I found this unpublished post originally written back in mid-February of 2018. I hope you enjoy it!

Back at John’s Garden for our February visit in the cold we can carry on with our exploration as we wander further along the canal-side borders to the canal bridge. In part two we will move along the canal borders before returning along the opposite side of the patch, while along the way discovering a pool, sculpture and a terrace and lots more exciting plants and plant pairings.

Conifers, grasses and trees and shrubs with coloured stems and bark give a common theme throughout. The first two photos below show the matching gold coloured foliage of a group of conifers and a swathe of grasses.

          

The Rhodendron above has a surprise for you if you turn over its leaves! Who would expect orange on the reverse side of a touch dark green leaf? And it feels like the softest felt.
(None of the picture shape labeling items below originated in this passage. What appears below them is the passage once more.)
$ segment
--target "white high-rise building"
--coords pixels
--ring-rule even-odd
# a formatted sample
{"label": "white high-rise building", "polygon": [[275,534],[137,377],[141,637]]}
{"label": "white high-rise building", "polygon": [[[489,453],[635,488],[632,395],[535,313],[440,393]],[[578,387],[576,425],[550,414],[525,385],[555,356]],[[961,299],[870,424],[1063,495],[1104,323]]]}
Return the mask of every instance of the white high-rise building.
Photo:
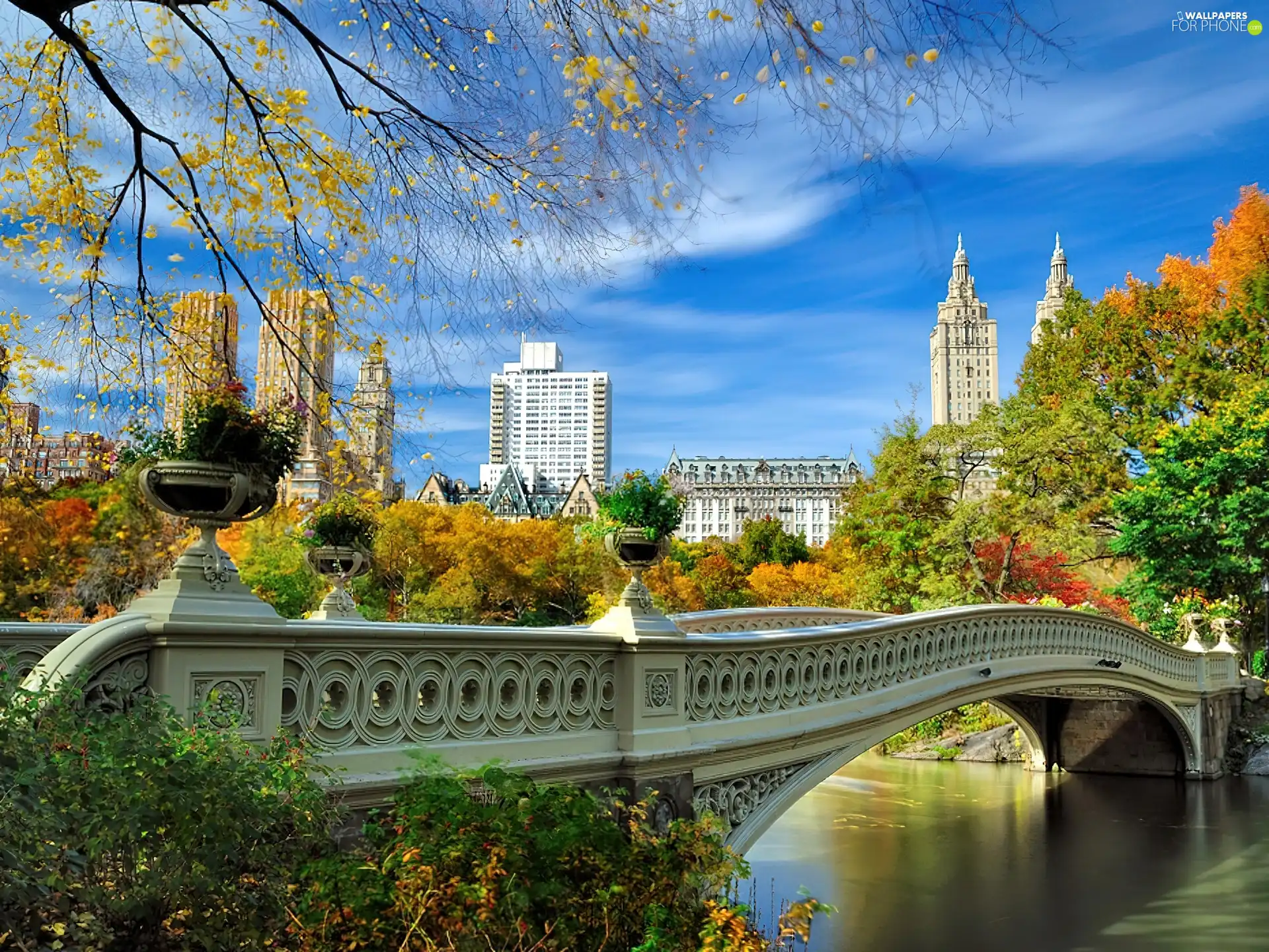
{"label": "white high-rise building", "polygon": [[1044,282],[1044,298],[1036,302],[1036,324],[1032,326],[1032,343],[1043,334],[1044,321],[1052,321],[1062,310],[1062,298],[1067,288],[1075,287],[1075,278],[1066,270],[1066,251],[1062,250],[1062,236],[1053,237],[1053,256],[1048,260],[1048,281]]}
{"label": "white high-rise building", "polygon": [[930,423],[970,423],[986,404],[999,402],[996,322],[987,320],[957,235],[948,296],[930,331]]}
{"label": "white high-rise building", "polygon": [[566,493],[581,473],[596,490],[609,485],[613,388],[607,373],[565,371],[557,344],[522,339],[520,359],[490,377],[489,402],[482,489],[492,487],[508,465],[537,493]]}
Skimmia “Kew Green” has unusual green flowers instead of the usual reddish shades, while the Witch Hazels sport many shades of yellow.

 

Snowdrops in drifts light up the ground beneath the tree. Ilex “Ferox” sparkles with variegated leaves curled and heavily spined, probably one of the best hollies available for the small garden.

 

Metal panels with cut-out shapes of fern leaves reflect the planting beneath them in the border. John features many different versions of the low growing evergreen shrub, Leucothe. This one was a real beauty!

 

White can be a powerful colour when the winter sun catches it, as in the bleached stems of Teasels, the trunks of white-bark Birch and the ground covering Carex.

  

Along the way a beautiful pool gave a space to slow down and take a deep breath to take in all we had so far seen.

 

Every garden however small needs seats and they must be chosen to fit the design and atmosphere.

  

Sculpture is scattered around the garden providing us with pleasant surprises among our delight at its plants.

        

Turning at the far end of the garden we had a quick look at the new garden which has just begun being created, Adam’s Garden, designed in memory of John’s gardener who died very young late last year. This will be a great addition to the garden and we look forward to seeing it develop. We then returned on the opposite side of the long garden making interesting discoveries all the way.

The terrace is a place where you need to stop and study the small details, the pots full of original planting ideas, trimmed shrubs, interesting foliage and some floating blossoms.

    

Exploring an interesting little terrace garden finished our visit and we returned to the cafe via John’s lawned area with Betula, Snowdrops, Crocus and sheep.

We have a list of the other few open days the rest of the year so aim to return. All of John’s open days are to raise money for charity including some for the National Garden Scheme, the NGS. We will be back!